The AAP numbers emphasize seasonality of ebook sales:
"According to publishers, these figures are consistent with seasonal buying patterns; in particular, a return to print editions after the post-holiday period of buying, or “loading,” of e-Books into e-reader devices."
Extracting additional information from earlier press releases, here's what I get in round numbers (millions):
Jan 32 70
Feb ~30 90
Mar 28 69
I'm prepared to believe I made an error; if you find one, please tell me so I can correct it.
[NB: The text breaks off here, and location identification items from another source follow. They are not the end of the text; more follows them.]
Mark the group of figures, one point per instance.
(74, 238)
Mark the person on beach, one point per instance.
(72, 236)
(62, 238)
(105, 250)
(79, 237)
These numbers do depict seasonality in ebook sales over the time period in question (first quarter of the year). But if I were focused on print publishing, it is not a seasonality I would find particularly reassuring. I believe that coverage which reproduces the assertion of seasonality without pointing out the _wild_ distortion of 2011 compared to the quite mild perturbation of 2010 is crappy coverage: it's press release journalism, where you just let the interested party write your article for you and slap your name on it and move on to the next item.
Every month I look at this stuff, I'm more and more tempted to try to get the full data set for the last couple years. It _looks_ like paper books are enjoying a small portion of the slow economic recovery, however, it looks to me (based on the limited numbers the AAP chooses to release) like publishing is so sensitive to the effects of individual best sellers that it's hard to know for sure.
Comparing Amazon's April numbers to AAP's March numbers is not something I'm prepared to do. I'll be interested to see the April numbers out of AAP in 3-4 weeks to make the comparison then. I'll probably also feel compelled to say something about the May 24 release from the Book Industry Study Group, but I won't be happy about it.